Tuesday, 28 July 2015

N300bn bail out: States to begin drawdown soon –Presidency From Juliana Taiwo-Obalony


The Presidency has said states are to start drawing from the special intervention fund of between N250 billion and N300 billion in a matter of weeks.
This, it said, was part of the three-pronged financial intervention of President Muhammadu Buhari to assuage workers’ plight and support the states in distress.
The Senior Special Assistant to the Vice President on Media and Publicity, Laolu Akande, in a statement disclosed that meetings were ongoing between the Federation Account Allocation Committee, (FAAC) and the Central Bank of Nigeria (CBN) on the one hand, and between CBN and commercial banks on the other hand, regarding details of the special intervention fund and the debt relief programme of the President for the states.
He said the meetings were reviewing loan profiles of the states, issues around restructuring of existing loans including time span and reconciling the figures.
“Already, it has been agreed that existing state loans be restructured for 20 years, and regarding the bond option, the rates to be applied would be market-based but with a cap to make it affordable. Within weeks from now, the states are expected to start benefiting from these two other parts of the presidential intervention fund.”

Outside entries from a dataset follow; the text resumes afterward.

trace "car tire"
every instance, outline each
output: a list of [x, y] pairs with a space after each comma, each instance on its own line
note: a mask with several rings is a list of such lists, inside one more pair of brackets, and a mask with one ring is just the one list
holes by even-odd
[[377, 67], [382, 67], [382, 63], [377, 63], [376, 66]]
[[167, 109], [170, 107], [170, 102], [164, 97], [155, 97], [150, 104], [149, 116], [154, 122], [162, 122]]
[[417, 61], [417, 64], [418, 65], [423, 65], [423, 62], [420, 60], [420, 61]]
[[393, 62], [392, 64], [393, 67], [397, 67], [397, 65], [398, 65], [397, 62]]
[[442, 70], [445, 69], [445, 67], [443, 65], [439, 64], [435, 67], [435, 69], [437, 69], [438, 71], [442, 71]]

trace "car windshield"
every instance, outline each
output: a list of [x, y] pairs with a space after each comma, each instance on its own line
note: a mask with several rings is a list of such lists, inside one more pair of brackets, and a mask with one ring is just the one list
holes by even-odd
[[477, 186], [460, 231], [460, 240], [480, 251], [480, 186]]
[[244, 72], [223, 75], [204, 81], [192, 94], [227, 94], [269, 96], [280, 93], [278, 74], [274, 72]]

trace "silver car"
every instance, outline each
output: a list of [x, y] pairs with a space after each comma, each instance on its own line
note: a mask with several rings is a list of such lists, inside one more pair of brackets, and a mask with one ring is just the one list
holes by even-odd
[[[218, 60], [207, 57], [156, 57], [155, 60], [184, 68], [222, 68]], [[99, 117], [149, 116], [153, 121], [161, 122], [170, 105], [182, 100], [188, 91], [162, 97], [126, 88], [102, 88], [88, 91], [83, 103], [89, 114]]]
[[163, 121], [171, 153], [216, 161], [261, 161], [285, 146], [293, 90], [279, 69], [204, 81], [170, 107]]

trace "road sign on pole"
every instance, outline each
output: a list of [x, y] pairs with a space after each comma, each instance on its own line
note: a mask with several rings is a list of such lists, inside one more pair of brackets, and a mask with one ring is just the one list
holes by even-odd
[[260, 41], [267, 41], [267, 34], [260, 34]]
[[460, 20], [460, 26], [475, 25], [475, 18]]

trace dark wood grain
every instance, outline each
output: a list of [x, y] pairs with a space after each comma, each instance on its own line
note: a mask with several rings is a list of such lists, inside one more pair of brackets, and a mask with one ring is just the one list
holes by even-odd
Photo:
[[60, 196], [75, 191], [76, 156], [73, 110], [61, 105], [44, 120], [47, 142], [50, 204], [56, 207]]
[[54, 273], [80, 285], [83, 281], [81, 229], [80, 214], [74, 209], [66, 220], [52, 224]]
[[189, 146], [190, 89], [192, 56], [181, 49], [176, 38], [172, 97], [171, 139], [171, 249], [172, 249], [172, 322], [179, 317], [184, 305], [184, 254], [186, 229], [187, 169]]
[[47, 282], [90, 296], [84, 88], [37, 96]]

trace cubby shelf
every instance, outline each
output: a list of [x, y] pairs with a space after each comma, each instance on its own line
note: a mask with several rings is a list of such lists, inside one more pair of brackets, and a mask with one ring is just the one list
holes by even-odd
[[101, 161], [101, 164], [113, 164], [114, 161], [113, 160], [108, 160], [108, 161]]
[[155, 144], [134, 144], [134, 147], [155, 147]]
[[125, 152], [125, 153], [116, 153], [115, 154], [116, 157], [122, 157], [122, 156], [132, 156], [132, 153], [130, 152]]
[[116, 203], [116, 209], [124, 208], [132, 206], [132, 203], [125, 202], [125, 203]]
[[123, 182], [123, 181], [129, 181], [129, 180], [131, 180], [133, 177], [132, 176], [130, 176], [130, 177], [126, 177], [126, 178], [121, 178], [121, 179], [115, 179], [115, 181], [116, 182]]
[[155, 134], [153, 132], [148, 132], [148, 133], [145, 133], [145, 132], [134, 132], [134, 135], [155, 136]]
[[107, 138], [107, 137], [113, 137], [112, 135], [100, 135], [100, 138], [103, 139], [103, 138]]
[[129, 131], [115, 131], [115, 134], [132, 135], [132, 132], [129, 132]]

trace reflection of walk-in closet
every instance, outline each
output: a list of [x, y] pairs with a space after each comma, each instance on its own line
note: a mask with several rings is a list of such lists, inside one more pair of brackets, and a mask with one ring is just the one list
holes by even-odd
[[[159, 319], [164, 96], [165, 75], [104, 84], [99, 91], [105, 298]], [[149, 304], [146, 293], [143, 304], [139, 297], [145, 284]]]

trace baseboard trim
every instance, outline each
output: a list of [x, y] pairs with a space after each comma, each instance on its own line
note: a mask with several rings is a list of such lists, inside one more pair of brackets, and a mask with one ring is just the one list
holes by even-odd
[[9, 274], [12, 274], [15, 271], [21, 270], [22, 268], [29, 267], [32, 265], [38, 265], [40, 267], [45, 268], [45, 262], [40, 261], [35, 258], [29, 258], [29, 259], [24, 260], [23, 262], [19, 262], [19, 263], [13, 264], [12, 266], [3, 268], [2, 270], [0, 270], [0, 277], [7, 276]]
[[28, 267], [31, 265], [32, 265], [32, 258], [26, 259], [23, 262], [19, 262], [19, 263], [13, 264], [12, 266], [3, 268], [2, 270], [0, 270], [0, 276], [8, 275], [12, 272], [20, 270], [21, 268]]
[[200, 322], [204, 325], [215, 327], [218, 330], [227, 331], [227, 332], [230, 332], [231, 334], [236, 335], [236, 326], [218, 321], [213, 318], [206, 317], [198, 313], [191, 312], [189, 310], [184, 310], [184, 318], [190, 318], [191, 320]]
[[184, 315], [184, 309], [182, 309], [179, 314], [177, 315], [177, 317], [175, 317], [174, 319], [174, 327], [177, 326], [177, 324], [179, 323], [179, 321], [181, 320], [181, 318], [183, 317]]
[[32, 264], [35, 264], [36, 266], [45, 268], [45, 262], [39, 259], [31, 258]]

The details of the presidential intervention are in three parts including the sharing of about Liquified Natural Gas (LNG) $2.1 billion funds, the CBN’s N250 to N300 billion soft loans to states and a debt relief programme by the CBN and Debt Management Office (DMO), to extend state loans by 20 years.

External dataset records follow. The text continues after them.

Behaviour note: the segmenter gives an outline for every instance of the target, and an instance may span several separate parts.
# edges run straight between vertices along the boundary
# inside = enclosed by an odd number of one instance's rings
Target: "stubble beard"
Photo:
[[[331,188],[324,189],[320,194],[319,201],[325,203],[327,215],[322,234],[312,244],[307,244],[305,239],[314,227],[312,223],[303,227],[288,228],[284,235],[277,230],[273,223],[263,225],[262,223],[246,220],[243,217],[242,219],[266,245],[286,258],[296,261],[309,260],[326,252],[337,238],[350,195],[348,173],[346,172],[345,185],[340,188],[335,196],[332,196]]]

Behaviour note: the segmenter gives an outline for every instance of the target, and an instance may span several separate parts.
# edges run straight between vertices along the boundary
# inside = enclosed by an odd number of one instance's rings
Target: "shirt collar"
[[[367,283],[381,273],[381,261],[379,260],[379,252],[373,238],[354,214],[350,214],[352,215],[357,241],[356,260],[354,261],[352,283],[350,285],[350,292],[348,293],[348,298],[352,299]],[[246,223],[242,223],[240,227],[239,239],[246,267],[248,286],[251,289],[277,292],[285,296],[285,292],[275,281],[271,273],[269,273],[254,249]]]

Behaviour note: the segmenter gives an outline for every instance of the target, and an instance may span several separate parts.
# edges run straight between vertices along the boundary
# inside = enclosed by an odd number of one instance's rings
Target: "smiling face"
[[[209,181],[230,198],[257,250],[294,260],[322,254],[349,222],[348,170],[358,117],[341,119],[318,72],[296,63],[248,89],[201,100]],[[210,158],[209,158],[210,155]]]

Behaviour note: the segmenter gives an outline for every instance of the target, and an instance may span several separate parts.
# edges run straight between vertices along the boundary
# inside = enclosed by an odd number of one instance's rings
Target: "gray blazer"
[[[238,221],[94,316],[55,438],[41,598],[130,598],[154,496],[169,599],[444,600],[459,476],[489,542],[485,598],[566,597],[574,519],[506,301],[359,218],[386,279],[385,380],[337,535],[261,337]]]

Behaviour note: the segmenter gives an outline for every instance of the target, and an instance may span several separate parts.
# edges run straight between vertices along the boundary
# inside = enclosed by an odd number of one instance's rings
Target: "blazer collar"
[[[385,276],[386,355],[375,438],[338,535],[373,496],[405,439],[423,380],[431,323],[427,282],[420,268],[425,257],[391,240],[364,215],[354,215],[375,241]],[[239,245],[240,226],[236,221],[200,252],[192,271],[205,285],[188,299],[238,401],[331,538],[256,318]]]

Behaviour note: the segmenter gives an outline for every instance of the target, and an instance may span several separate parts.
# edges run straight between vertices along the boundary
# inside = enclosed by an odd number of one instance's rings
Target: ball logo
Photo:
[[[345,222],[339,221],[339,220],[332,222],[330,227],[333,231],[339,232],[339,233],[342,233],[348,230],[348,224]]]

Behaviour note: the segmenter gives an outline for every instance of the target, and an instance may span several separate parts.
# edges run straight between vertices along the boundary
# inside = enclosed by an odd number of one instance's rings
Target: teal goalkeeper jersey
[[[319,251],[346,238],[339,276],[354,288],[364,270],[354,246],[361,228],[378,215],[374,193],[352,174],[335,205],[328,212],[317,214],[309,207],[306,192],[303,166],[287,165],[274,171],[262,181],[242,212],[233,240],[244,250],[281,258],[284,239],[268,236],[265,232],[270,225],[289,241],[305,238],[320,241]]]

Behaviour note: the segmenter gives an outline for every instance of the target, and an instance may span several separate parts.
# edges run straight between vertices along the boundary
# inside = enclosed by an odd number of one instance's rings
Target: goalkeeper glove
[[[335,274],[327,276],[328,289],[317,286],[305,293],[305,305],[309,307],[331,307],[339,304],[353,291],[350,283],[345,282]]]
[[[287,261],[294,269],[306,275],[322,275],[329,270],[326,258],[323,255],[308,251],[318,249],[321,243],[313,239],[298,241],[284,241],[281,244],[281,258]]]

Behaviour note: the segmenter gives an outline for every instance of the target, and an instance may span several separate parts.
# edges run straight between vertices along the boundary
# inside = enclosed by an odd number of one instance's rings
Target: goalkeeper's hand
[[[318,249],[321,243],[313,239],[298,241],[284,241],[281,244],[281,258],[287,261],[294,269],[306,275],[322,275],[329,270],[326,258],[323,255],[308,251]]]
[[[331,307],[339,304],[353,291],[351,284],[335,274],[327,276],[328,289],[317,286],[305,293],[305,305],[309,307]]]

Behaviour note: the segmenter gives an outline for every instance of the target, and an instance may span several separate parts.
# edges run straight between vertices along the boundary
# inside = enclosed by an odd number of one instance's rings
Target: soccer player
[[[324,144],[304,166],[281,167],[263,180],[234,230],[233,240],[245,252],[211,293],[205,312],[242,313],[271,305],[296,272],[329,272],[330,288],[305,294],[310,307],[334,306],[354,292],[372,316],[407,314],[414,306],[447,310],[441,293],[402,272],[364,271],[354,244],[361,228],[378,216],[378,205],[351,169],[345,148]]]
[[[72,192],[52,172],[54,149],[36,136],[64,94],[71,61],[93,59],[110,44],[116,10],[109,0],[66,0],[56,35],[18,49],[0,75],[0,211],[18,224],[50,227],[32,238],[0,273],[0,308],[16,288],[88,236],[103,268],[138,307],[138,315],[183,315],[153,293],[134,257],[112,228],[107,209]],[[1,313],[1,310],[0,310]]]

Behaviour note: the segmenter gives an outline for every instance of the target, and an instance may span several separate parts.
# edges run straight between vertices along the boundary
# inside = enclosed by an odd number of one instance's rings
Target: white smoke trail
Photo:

“By extending the commercial loans of the states, the third part of the presidential intervention would therefore make available more funds to the state governments, which otherwise would have been removed at source by the banks.
“To be able to offer this option to the states, President Muhammadu Buhari had brought the financial muscle of the Federal Government to bear on behalf of the states, guaranteeing the elongation of the loans.

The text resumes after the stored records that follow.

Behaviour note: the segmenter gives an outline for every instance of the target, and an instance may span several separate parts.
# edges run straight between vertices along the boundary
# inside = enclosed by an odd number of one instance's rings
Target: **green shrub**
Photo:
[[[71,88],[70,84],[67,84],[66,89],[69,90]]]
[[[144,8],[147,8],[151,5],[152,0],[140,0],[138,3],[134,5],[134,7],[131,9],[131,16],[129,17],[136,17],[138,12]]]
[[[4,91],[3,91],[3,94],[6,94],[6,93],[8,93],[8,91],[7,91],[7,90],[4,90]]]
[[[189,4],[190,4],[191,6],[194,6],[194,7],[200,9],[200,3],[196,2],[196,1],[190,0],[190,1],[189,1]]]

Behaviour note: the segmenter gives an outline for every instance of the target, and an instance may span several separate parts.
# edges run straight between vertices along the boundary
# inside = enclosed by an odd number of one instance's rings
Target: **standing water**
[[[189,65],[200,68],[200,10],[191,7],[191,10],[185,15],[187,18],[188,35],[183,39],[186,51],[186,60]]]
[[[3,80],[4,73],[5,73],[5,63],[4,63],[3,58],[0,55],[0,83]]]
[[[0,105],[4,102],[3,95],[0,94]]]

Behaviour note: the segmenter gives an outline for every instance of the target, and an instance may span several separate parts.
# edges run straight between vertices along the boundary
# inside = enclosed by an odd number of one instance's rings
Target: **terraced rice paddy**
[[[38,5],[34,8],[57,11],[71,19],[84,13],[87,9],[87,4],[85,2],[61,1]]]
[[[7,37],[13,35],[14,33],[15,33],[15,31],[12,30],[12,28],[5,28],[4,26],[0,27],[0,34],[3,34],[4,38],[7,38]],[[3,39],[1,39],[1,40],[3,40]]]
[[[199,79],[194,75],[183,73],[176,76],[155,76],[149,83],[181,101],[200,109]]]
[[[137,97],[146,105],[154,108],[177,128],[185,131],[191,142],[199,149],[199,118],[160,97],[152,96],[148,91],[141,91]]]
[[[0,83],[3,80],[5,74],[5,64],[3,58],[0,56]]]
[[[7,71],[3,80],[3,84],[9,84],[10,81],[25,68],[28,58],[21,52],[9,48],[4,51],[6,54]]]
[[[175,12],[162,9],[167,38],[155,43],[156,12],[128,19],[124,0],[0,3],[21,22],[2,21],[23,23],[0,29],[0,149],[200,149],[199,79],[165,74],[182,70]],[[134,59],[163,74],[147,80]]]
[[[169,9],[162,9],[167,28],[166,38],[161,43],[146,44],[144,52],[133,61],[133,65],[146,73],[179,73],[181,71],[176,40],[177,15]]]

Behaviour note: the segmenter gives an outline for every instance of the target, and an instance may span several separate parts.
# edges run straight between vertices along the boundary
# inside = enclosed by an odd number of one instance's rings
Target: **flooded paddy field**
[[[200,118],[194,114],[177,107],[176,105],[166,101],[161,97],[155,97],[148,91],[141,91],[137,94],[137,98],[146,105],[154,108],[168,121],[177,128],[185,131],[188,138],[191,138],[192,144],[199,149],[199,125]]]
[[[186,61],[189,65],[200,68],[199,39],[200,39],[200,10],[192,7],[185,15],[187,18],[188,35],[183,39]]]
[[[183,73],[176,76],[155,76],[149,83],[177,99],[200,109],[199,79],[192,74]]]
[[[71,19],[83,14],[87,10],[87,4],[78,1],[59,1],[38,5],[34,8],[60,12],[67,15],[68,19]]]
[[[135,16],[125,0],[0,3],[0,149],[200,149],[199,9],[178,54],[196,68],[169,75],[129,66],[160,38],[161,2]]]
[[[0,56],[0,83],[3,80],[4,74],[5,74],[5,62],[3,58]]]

“Besides, the availability of the $2.1 billion from LNG, which has now been shared to the states was made possible because President Buhari had set a new fiscal standard and tone that all monies generated should go to the federation accounts. Before that constitutional standard was upheld by the President, LNG dividends were going to other NNPC designated accounts.
“To date, the states have now drawn from the LNG taxes and dividends totalling $2.1 billion besides a second sharing from the federation account, which is the regular monthly allocations of over N518 billion last week,” he said.
Akande reiterated National Economic Council (NEC)’s advise to state governors to henceforth make the payment of salaries a first-line charge, do more to increase their internally generated revenue, clean up their payroll to eliminate ghost workers and have  fully functional DMO.